Use a knife or pizza cutter to cut the dough into strips about 1/3 of an inch wide.  You can cut these from the long or short side depending on how long you would like your breadsticks.   Place each strip on an ungreased baking sheet and repeat with the rest of the dough.

Let the breadstick sit for about 15 minutes so they can rise just a little before you bake them.

Bake in the preheated oven for 7 to 10 minutes or until golden and puffed.  Remove to a rack to cool.  Best if eaten warm, these can be re-heated in a low oven if necessary.

Store in a zip loc bag at room temperature or freeze the leftovers.


Reader Comments (5)

They're so pretty standing so straight and tall! I made them once but I love how you kneaded the herbs in the dough, I will have to try that. The storebought ones are dry and boring, but these look so addicting! Did you ever freeze them?

September 3, 2010 | Unregistered Commentermarie

Love your picture. I have the perfect pizza dough to use for these. Have never tried the herbs you mention so will pick some up from the grocery store. Have you ever used a pizza cutter to cut the dough into strips? Works great. Enjoy your blog.

September 3, 2010 | Unregistered CommenterPaula

Thanks, Paula! I should have mentioned using the pizza cutter to cut the strips, but I rolled mine out on a marble slab and couldn't use the pizza cutter because it would have left big scratches. Next time I will roll out the dough on my large cutting board and use the pizza cutter. Thanks!!
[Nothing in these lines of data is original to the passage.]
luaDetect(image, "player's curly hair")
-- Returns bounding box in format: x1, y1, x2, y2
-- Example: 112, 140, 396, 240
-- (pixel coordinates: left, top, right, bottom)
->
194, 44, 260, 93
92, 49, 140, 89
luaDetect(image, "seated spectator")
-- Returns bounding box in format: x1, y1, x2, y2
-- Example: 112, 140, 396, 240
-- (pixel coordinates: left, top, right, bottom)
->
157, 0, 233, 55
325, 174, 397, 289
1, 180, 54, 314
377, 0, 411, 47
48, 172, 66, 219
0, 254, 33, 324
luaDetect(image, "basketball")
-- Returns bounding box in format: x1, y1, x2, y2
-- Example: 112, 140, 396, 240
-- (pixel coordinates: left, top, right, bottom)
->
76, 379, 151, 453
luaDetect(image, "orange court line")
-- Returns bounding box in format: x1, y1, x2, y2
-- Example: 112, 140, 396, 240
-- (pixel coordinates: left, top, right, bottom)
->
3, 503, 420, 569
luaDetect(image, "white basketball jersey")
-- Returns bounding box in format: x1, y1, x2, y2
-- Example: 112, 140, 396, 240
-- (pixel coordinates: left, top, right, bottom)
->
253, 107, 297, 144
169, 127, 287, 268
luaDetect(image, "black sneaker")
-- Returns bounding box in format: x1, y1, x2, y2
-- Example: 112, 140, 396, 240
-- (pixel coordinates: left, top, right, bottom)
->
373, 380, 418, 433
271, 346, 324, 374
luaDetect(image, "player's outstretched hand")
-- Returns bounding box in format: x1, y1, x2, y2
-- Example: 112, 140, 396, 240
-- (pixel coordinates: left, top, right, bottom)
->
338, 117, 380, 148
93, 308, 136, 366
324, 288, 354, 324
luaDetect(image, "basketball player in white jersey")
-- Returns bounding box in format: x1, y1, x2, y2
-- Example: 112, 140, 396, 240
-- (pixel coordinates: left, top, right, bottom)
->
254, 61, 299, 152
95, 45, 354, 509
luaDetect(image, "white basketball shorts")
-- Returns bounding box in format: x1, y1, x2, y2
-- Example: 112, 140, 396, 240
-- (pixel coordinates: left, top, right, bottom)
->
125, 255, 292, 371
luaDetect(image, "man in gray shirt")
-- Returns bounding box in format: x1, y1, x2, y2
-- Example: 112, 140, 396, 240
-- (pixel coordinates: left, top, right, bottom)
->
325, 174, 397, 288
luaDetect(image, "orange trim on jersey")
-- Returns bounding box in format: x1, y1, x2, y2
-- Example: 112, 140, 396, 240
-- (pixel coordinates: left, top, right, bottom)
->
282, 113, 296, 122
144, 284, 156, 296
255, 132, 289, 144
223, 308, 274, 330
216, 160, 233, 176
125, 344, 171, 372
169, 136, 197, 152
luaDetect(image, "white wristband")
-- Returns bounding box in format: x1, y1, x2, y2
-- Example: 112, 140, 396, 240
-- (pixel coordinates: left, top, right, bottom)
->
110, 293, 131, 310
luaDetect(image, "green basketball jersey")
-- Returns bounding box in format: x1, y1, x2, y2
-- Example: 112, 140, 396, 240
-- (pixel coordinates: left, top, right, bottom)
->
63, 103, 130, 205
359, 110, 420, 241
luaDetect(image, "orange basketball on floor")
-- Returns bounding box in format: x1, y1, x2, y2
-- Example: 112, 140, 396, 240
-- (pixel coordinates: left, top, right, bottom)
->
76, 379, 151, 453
September 4, 2010 | Registered CommenterPatrice Berry

Marie, I haven't had a chance to freeze them yet, but I'm thinking they would freeze really well. To reheat, I would bring them to room temperature and then pop them in a low oven for a few minutes to bring them back to life. It's amazing how these continue to be really tasty after re-heating.

September 4, 2010 | Registered CommenterPatrice Berry

Ok, these sound delicious. We've got company coming to stay for a bit and I've been trying to think of things to make that will keep well and some yummy snacks to have on hand for everyone. These are going on the list of things to make this weekend! Thanks for sharing, Patrice.